The current higher rates of virus transmission have also prompted the development of a repopulation plan different than the fall semester. During the fall, we didn’t engage in any comprehensive or surveillance testing. In making this decision, we acknowledged the ethical issues raised by using PCR tests, which were in short supply, on healthy college students as well as the limitations posed by multi-day waits for test results. We achieved a healthy beginning to the semester by executing a pre-quarantine for students from states with high infection rates, and we contained cases during the semester through a culture of compliance with public health protocols and a carefully orchestrated approach to isolating symptomatic students and quarantining their close contacts.
With escalating infection rates in many different places across the nation, however, it is not possible to execute another pre-semester quarantine. Moreover, there is now a greater likelihood that some students returning to campus could be infected but are not symptomatic, and that an early semester outbreak could occur. Unlike August, tests other than PCR tests are available and approved. In particular, we have purchased a significant supply of reasonably priced antigen tests that provide results in fifteen minutes and have received FDA emergency use authorization. Accordingly, the spring repopulation plan involves the administration of three rounds of antigen tests during the initial week that students return to campus. The antigen tests could also be utilized during the semester as part of our contingency plan to contain an outbreak later in the semester.
Another significant change from the fall semester is the likelihood that the College’s athletic teams will be engaged in intercollegiate competition. At this writing, our athletic conference — the MAC — has plans to conduct truncated schedules for winter sports; we anticipate that spring sports will play a regular schedule and that fall teams may also have some limited competitive opportunities. These possibilities have emerged because the NCAA Sports Science Institute has revised its guidelines in response to new data that suggests less risk of transmission through participation in sport than was understood to be the case in the fall. We are hopeful that this plan will be implemented because athletics is an integral component of the College’s educational experience.
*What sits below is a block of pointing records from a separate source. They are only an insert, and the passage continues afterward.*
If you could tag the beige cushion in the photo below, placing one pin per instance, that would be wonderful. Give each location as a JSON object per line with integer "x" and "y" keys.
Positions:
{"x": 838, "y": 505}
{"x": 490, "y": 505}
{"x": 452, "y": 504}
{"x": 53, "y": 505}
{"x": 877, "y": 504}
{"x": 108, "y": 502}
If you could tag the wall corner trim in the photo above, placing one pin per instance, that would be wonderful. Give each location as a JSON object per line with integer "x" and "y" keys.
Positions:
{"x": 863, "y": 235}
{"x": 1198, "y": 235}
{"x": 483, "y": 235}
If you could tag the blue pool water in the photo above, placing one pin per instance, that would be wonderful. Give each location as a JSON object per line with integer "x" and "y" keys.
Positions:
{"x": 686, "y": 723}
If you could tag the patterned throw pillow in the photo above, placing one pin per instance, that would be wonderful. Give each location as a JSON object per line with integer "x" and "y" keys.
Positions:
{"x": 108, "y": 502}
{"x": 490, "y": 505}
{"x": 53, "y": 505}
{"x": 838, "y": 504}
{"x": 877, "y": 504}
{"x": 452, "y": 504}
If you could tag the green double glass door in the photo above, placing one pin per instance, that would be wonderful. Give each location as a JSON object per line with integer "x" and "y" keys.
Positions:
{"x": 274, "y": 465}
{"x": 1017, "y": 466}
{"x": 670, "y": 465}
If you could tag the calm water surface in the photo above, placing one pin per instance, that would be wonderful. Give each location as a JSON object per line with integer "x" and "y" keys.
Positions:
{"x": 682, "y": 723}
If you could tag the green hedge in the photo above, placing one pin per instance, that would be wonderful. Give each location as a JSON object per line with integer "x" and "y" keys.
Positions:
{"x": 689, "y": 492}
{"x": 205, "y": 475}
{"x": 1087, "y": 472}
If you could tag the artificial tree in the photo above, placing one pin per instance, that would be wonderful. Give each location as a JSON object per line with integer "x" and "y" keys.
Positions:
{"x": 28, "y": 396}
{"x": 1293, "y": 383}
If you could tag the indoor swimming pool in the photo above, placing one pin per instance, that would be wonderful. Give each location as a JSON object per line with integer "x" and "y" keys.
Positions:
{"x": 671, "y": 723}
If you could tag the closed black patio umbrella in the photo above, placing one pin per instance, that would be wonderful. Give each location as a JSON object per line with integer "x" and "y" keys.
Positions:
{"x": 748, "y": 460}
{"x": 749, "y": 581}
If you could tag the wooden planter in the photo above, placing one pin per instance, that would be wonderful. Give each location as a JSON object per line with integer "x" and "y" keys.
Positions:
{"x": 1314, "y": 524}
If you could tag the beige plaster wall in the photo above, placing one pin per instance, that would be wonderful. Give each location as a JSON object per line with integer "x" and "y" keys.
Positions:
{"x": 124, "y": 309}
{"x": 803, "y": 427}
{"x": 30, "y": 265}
It is not yet clear how vaccines will impact the College’s spring semester. While the first phase of vaccinations has moved more slowly than promised, healthcare workers and nursing home residents have been appropriately prioritized. Next steps and a reliable schedule are not yet clear, but the more optimistic scenarios suggest that the collegiate environment will benefit by the end of March when educators, including college faculty, could be vaccinated. By the fall semester, we are hopeful that widespread vaccination will allow a return to what has historically been the “normal” residential college experience.
Despite the changes that I have detailed above as well as my optimism about the future, I want to close by stressing that a successful spring semester will depend greatly upon our continued willingness to adhere to public health protocols: wearing face coverings, physical distancing, avoiding large crowds, and practicing good hygiene. I am confident that our students and faculty will be equal to this challenge.
Kent C. Trachte, Ph.D., is the 15th president of Lycoming College.